Reviewing data for completeness and accuracy

"Just as the reality of daily life and complex ecosystems have high levels of entropy and thus ‘dirtiness,’ so does the data that surrounds it. We can not use this as an excuse to avoid solving problems..."

-- Brett Goldstein (Formerly CDO of the City of Chicago), Bad Data Handbook

Every public data set varies in completeness and quality, and prior to releasing data for outside users every department should strive to ensure their data is as accurate, complete and up to date as possible. There are a number of useful guides available (for both data publishers and data consumers) that can be heloful in spotting issues with data quality.

However, there is no such thing as "perfect" data and using data perfection as a prerequisite for releasing data can become an impediment.
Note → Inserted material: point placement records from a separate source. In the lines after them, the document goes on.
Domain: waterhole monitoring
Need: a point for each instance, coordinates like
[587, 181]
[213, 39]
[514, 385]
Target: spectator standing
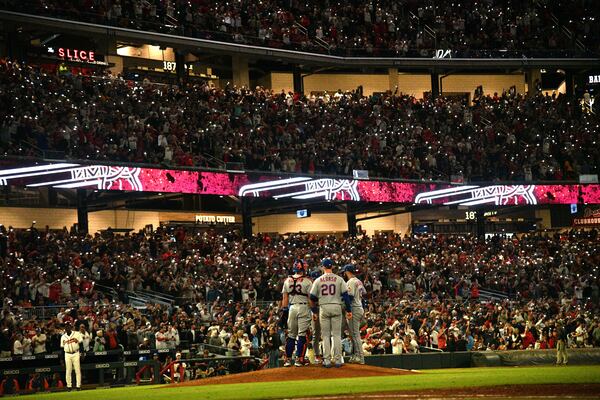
[39, 342]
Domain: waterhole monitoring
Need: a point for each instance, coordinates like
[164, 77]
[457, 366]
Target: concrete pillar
[392, 79]
[298, 80]
[246, 217]
[569, 83]
[534, 81]
[239, 66]
[82, 211]
[351, 219]
[435, 85]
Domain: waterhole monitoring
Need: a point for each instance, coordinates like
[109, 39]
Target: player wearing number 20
[330, 292]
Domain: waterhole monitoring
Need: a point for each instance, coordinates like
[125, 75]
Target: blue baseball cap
[349, 268]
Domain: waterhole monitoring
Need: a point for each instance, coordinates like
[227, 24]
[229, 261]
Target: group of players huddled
[313, 306]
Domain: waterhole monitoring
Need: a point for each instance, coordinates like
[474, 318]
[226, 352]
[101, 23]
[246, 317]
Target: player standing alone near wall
[356, 291]
[70, 341]
[296, 289]
[330, 291]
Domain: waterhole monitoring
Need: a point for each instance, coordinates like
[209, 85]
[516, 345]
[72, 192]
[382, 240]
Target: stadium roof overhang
[290, 56]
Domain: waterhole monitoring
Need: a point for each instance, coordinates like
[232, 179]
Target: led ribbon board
[132, 178]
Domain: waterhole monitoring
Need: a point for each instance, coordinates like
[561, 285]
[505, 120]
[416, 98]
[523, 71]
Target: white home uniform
[329, 289]
[356, 290]
[70, 344]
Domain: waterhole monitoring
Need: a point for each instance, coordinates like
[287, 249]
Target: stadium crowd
[506, 136]
[470, 28]
[422, 290]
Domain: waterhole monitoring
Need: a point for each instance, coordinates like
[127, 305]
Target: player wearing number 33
[295, 304]
[356, 291]
[330, 291]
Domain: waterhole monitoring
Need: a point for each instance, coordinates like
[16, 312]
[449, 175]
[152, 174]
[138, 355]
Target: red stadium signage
[591, 217]
[298, 187]
[77, 54]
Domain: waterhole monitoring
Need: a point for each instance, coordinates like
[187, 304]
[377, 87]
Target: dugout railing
[116, 367]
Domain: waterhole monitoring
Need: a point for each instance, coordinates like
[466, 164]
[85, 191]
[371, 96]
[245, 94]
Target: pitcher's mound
[299, 374]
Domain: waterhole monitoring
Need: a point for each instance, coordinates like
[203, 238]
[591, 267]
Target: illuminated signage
[499, 195]
[303, 213]
[215, 219]
[172, 66]
[132, 178]
[74, 54]
[441, 53]
[590, 217]
[305, 188]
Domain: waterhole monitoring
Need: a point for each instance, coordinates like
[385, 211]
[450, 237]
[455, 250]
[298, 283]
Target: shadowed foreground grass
[429, 379]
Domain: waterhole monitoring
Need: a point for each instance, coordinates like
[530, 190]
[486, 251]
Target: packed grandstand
[472, 28]
[423, 292]
[214, 290]
[505, 136]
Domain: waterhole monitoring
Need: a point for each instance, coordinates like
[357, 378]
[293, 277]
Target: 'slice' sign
[215, 219]
[77, 54]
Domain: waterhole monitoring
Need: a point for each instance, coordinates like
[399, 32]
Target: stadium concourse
[506, 137]
[422, 291]
[358, 28]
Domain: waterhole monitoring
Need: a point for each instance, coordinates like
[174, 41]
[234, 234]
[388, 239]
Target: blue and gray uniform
[298, 288]
[316, 325]
[356, 291]
[330, 291]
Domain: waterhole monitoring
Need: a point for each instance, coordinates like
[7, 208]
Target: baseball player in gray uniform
[316, 328]
[356, 291]
[330, 291]
[296, 289]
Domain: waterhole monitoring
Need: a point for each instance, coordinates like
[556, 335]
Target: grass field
[429, 379]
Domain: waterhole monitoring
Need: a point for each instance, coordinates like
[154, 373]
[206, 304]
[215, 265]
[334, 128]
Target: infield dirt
[299, 374]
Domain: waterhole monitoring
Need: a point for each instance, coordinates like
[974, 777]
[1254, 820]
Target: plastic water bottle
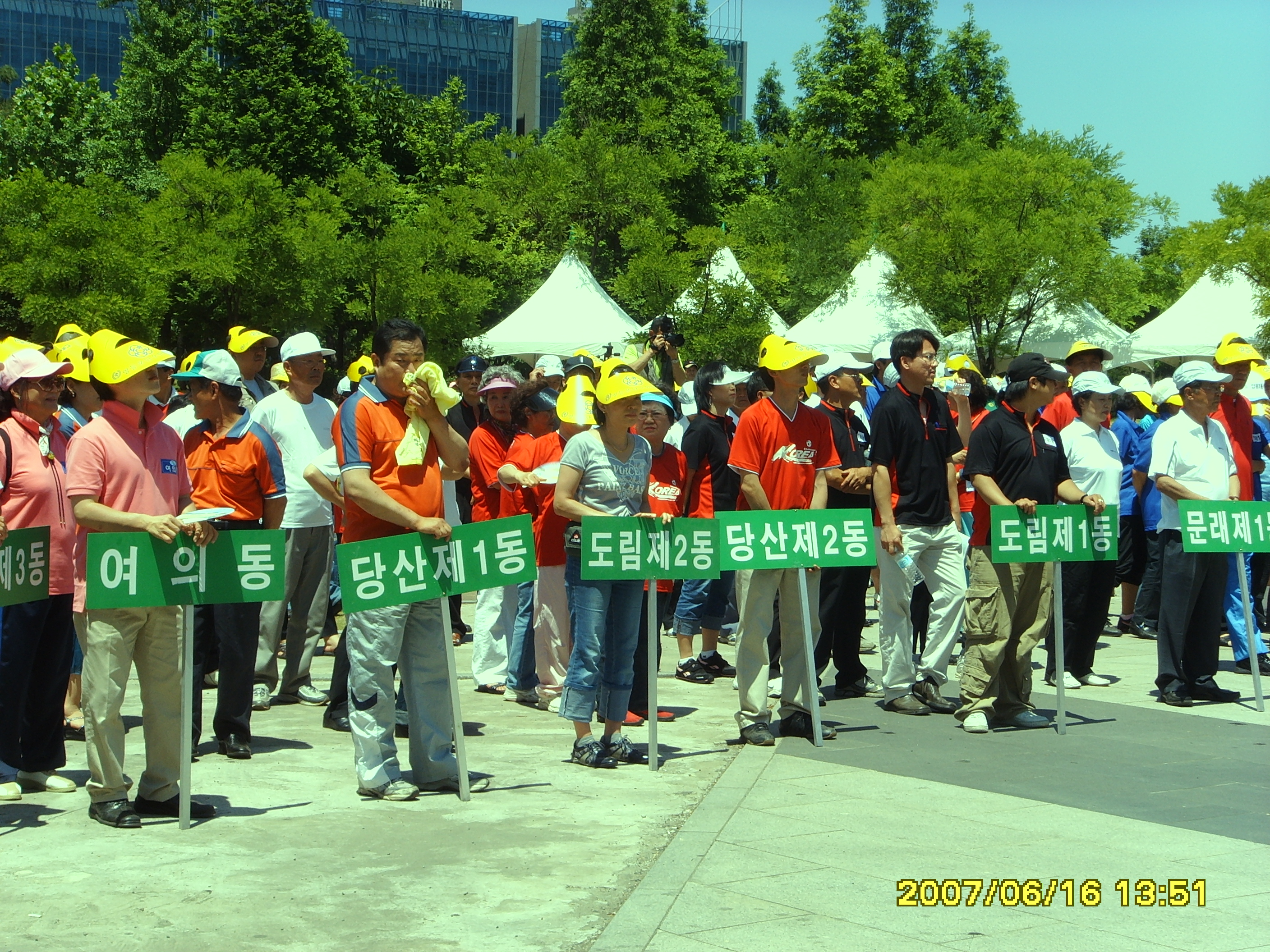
[910, 568]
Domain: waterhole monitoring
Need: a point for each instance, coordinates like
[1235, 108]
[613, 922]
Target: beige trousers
[116, 640]
[756, 595]
[1008, 612]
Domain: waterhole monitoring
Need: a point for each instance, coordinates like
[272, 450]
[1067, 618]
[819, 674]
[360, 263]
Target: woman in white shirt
[1094, 461]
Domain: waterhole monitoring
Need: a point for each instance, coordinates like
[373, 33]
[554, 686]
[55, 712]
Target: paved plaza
[726, 848]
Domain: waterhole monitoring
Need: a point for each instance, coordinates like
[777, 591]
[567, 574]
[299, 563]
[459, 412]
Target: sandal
[70, 732]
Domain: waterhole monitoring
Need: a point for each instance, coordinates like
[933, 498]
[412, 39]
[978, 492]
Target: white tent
[724, 268]
[859, 318]
[1198, 320]
[568, 313]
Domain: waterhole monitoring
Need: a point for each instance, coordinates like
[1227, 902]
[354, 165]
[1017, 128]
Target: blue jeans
[1233, 607]
[604, 620]
[521, 674]
[703, 604]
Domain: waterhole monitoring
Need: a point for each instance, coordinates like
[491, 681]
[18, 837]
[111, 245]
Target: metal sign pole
[654, 753]
[455, 711]
[1059, 649]
[1254, 662]
[187, 710]
[813, 692]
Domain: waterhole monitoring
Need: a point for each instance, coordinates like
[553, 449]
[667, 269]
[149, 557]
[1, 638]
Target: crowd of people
[102, 433]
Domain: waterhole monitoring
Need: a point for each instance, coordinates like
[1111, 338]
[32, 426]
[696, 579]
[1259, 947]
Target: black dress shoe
[116, 813]
[1208, 691]
[801, 725]
[235, 747]
[929, 693]
[340, 723]
[172, 808]
[757, 734]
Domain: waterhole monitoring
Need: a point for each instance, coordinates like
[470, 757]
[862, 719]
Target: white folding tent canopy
[568, 313]
[1198, 320]
[856, 319]
[724, 268]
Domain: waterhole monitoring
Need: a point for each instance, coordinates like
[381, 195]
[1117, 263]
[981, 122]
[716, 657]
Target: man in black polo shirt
[1015, 458]
[842, 588]
[919, 513]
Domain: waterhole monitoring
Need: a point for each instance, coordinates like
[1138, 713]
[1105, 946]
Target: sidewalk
[802, 848]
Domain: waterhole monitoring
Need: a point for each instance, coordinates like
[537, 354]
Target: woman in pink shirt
[36, 638]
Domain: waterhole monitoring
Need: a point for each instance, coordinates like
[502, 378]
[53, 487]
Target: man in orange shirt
[782, 450]
[384, 498]
[233, 465]
[1235, 413]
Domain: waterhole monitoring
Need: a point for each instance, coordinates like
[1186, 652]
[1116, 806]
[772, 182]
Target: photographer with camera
[659, 362]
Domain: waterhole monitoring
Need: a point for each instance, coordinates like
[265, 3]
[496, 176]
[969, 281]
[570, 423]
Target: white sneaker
[976, 723]
[47, 781]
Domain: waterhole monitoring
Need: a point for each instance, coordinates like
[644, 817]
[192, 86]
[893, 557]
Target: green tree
[771, 114]
[986, 239]
[166, 60]
[854, 88]
[77, 253]
[284, 98]
[58, 124]
[980, 103]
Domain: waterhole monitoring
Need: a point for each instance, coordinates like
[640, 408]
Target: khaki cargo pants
[1008, 611]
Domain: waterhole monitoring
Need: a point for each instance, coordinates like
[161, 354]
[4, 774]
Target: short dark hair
[708, 376]
[397, 329]
[910, 344]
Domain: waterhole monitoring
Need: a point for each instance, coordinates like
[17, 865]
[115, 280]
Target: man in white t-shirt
[300, 422]
[1192, 458]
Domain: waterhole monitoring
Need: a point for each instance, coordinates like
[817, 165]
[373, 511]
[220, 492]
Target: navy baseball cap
[473, 363]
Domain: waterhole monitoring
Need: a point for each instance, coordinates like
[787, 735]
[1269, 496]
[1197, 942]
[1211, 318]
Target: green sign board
[796, 539]
[1222, 526]
[24, 567]
[138, 570]
[1056, 534]
[635, 548]
[397, 570]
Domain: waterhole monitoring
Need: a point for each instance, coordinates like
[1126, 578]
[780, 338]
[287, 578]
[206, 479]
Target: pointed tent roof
[1197, 321]
[724, 268]
[569, 311]
[860, 315]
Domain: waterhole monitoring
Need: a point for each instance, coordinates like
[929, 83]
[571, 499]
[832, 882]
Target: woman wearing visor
[36, 638]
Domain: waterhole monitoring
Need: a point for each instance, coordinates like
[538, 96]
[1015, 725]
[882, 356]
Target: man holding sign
[1192, 458]
[782, 451]
[1015, 458]
[383, 499]
[126, 472]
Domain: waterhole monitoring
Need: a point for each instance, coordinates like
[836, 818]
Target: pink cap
[30, 365]
[498, 384]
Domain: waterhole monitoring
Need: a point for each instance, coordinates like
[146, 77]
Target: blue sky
[1180, 87]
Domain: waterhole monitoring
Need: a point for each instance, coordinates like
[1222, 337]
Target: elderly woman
[604, 472]
[36, 638]
[1094, 461]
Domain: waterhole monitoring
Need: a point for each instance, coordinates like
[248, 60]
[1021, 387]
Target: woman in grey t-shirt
[604, 472]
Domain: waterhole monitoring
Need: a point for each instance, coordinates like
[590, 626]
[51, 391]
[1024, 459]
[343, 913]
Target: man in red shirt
[384, 498]
[1236, 356]
[234, 465]
[782, 451]
[488, 447]
[1082, 357]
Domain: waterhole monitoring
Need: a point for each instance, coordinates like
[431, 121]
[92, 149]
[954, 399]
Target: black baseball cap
[473, 363]
[1033, 365]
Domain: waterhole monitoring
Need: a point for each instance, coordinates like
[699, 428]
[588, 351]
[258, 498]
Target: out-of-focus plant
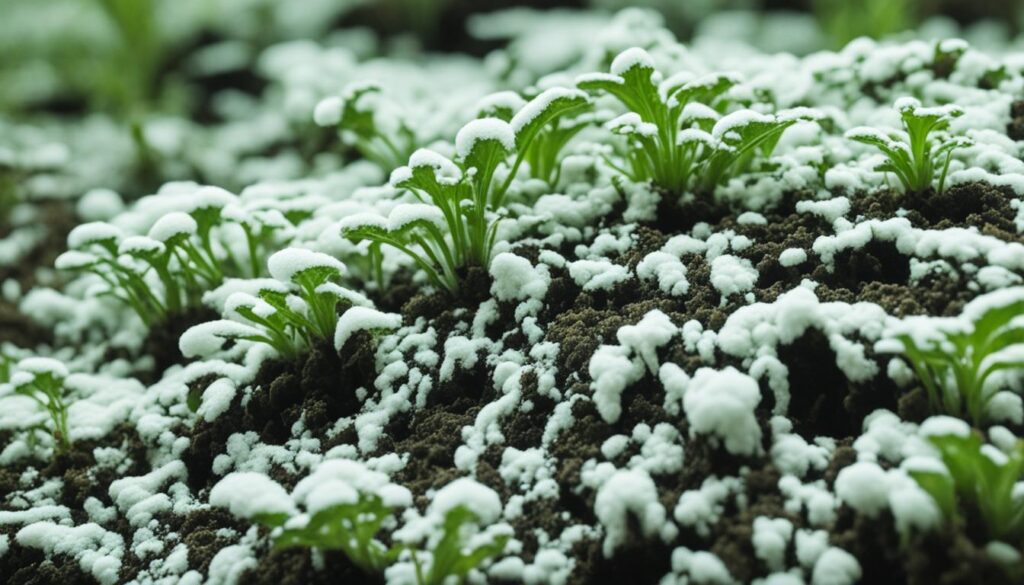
[955, 359]
[676, 135]
[844, 21]
[457, 224]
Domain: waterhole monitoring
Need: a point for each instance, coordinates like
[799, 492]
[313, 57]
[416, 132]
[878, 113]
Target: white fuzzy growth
[209, 197]
[631, 57]
[363, 319]
[328, 111]
[836, 567]
[722, 403]
[539, 105]
[484, 129]
[96, 550]
[207, 338]
[285, 264]
[771, 538]
[43, 366]
[597, 275]
[668, 269]
[479, 499]
[731, 275]
[612, 371]
[248, 494]
[216, 400]
[91, 233]
[829, 209]
[408, 213]
[644, 338]
[863, 487]
[173, 224]
[516, 279]
[628, 493]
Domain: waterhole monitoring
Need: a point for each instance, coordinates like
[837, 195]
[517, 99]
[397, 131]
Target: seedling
[358, 116]
[955, 359]
[978, 477]
[922, 151]
[463, 200]
[453, 557]
[676, 136]
[42, 380]
[180, 251]
[294, 310]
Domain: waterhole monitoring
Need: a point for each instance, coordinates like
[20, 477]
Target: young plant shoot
[463, 200]
[922, 151]
[42, 380]
[964, 363]
[977, 478]
[676, 135]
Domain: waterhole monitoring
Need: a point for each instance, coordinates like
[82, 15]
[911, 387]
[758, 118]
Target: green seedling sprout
[956, 360]
[42, 380]
[676, 135]
[923, 151]
[456, 224]
[977, 477]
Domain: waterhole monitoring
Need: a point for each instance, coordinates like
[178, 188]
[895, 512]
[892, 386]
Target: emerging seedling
[181, 252]
[292, 311]
[978, 478]
[463, 200]
[956, 359]
[345, 506]
[454, 555]
[922, 151]
[675, 133]
[42, 380]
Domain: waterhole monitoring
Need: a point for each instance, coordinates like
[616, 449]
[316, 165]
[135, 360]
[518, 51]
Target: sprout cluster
[183, 254]
[462, 200]
[676, 133]
[960, 361]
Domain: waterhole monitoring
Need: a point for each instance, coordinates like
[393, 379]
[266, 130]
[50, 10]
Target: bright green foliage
[844, 21]
[293, 312]
[358, 116]
[979, 479]
[42, 380]
[676, 136]
[349, 528]
[955, 359]
[922, 151]
[181, 251]
[463, 200]
[452, 556]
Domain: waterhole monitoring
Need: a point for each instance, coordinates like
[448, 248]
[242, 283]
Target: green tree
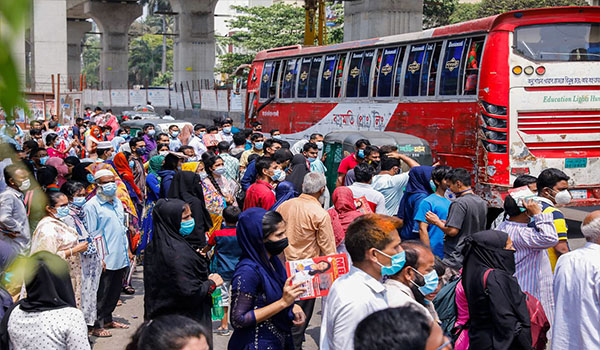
[13, 15]
[437, 12]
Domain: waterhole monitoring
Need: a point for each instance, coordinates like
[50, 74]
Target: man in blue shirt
[438, 204]
[104, 215]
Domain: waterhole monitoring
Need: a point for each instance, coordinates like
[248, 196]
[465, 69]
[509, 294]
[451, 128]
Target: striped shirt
[533, 270]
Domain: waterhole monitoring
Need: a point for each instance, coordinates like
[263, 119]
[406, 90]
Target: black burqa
[499, 318]
[48, 288]
[175, 275]
[299, 170]
[187, 187]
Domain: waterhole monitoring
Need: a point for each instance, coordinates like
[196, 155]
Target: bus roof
[504, 21]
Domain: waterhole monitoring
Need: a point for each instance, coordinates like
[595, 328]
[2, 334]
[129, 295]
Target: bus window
[303, 78]
[288, 79]
[266, 79]
[313, 76]
[339, 75]
[354, 74]
[365, 74]
[451, 67]
[413, 70]
[327, 75]
[472, 66]
[385, 72]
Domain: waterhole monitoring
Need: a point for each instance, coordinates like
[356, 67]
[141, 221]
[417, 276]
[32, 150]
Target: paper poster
[137, 98]
[317, 274]
[209, 100]
[223, 100]
[159, 97]
[119, 98]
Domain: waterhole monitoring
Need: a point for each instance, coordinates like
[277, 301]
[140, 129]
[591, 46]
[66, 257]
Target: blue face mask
[109, 189]
[398, 261]
[187, 227]
[78, 201]
[431, 282]
[63, 211]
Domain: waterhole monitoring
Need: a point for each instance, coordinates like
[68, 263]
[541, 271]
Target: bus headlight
[494, 135]
[494, 147]
[494, 109]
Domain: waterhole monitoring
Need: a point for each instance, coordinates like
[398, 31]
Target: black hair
[270, 142]
[308, 146]
[405, 327]
[387, 163]
[167, 332]
[46, 175]
[439, 173]
[72, 160]
[364, 172]
[270, 222]
[549, 178]
[362, 142]
[524, 180]
[171, 162]
[239, 139]
[263, 163]
[71, 187]
[50, 138]
[256, 136]
[209, 159]
[459, 174]
[283, 155]
[135, 140]
[223, 146]
[231, 214]
[53, 198]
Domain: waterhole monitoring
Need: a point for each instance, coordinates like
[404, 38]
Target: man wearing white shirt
[362, 188]
[373, 243]
[577, 292]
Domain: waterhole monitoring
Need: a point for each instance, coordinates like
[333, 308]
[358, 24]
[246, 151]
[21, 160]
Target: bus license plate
[575, 163]
[578, 194]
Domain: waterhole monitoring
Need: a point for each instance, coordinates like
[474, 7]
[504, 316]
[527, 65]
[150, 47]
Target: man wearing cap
[105, 217]
[104, 151]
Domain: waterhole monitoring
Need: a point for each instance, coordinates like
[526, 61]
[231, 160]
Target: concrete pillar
[113, 21]
[76, 30]
[49, 43]
[364, 19]
[194, 47]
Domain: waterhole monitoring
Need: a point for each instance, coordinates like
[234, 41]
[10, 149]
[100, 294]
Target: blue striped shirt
[533, 270]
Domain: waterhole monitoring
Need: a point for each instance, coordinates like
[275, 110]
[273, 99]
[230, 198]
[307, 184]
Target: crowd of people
[218, 210]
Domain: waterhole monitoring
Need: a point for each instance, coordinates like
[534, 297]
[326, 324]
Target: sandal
[101, 333]
[115, 324]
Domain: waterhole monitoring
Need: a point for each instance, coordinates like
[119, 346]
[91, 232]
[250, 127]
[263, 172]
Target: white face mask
[563, 197]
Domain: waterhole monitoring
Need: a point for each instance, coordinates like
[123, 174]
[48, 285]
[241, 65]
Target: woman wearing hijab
[418, 188]
[176, 279]
[187, 187]
[262, 299]
[497, 306]
[343, 213]
[58, 238]
[61, 169]
[91, 262]
[48, 317]
[283, 192]
[152, 195]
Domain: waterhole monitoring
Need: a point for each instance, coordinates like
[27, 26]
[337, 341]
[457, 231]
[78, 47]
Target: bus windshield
[559, 42]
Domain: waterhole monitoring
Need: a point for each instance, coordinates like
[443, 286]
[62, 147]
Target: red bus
[501, 96]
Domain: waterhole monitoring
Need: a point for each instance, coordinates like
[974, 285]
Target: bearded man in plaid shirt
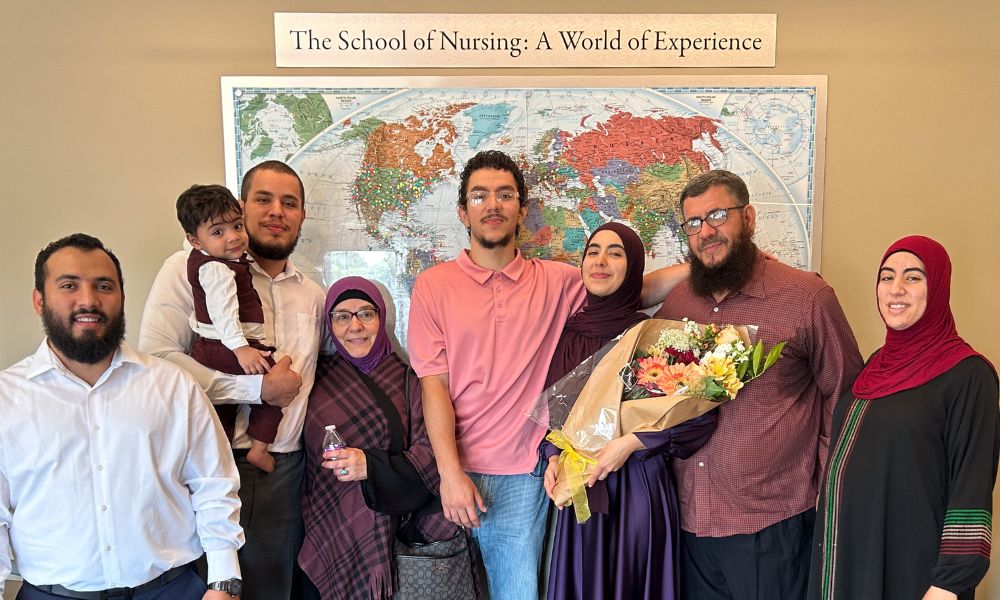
[748, 497]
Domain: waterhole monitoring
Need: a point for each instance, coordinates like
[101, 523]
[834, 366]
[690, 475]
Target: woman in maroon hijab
[350, 495]
[906, 508]
[628, 547]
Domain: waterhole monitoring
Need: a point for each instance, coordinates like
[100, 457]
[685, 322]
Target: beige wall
[108, 110]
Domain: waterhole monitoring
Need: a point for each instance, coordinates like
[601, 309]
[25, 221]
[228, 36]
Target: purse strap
[396, 436]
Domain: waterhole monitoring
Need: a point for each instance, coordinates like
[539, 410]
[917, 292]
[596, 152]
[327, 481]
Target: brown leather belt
[114, 593]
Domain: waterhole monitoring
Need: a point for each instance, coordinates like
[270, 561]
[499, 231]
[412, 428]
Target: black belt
[114, 593]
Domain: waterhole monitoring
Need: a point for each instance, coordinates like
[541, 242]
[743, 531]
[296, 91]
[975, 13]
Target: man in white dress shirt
[114, 471]
[273, 201]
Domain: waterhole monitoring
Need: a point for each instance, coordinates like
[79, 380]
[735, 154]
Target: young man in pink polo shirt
[482, 330]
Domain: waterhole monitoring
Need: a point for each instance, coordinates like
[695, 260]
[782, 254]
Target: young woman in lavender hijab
[347, 552]
[628, 548]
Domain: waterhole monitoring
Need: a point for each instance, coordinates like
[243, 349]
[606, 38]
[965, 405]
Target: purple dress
[631, 551]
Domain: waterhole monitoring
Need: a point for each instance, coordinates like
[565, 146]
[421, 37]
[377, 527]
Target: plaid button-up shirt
[766, 458]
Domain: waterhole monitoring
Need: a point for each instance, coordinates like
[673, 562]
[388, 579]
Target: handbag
[434, 571]
[440, 570]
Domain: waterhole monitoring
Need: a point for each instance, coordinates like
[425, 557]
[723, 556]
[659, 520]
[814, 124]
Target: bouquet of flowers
[659, 374]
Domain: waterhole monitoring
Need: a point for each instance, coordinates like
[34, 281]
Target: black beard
[89, 349]
[503, 242]
[732, 274]
[491, 244]
[273, 252]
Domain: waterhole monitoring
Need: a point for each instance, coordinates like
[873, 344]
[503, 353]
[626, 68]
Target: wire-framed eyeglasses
[342, 318]
[477, 197]
[715, 218]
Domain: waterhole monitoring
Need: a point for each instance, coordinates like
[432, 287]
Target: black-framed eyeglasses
[715, 218]
[342, 318]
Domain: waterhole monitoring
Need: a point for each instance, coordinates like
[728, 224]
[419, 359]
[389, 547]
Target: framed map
[380, 159]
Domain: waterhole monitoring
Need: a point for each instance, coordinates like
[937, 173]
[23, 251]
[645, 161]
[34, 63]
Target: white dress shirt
[293, 307]
[112, 485]
[222, 303]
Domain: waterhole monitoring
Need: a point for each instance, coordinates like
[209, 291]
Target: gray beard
[732, 274]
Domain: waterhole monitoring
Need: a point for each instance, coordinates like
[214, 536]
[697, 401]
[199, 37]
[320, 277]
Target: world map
[381, 165]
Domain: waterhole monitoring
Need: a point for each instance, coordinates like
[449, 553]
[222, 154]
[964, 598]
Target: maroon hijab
[602, 318]
[913, 356]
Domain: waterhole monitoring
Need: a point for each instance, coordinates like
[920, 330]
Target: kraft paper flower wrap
[658, 374]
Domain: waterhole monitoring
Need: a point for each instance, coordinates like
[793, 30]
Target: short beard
[89, 349]
[503, 242]
[273, 252]
[732, 274]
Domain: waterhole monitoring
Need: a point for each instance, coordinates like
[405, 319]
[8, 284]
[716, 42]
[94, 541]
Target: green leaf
[758, 354]
[773, 355]
[713, 389]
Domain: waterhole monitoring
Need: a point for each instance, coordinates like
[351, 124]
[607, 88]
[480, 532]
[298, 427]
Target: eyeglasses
[342, 318]
[715, 218]
[479, 196]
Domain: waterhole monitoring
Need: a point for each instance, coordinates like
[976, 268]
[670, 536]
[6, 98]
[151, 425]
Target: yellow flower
[732, 384]
[719, 367]
[694, 378]
[728, 335]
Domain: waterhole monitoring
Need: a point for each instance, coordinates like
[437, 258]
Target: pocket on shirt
[307, 339]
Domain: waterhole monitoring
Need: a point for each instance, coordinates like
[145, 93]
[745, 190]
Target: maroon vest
[251, 310]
When releasing data sets, be explicit about any limitations that were encountered in preparing it for release and add caveats that will help data consumers understand the limitations of your data if any exist. If data is subject to revision, if portions have been redacted, if it only covers a limited time period - make sure to clearly state these limitations as part of your data release. Clearly stating limitations and caveats will make your data more usable because consumers will have a more thorough understanding of what your data represents. See the discussion on the basic tenants of metadata.

It’s also worth noting that most communities of data consumers will provide feedback on the quality of data or any perceived inaccuracies. This can be invaluable information for improving the quality of your data.

For a good example of this dynamic at work, view some of the discussions on the SEPTA Developer Google Group, or the City of Philadelphia's open data public forum.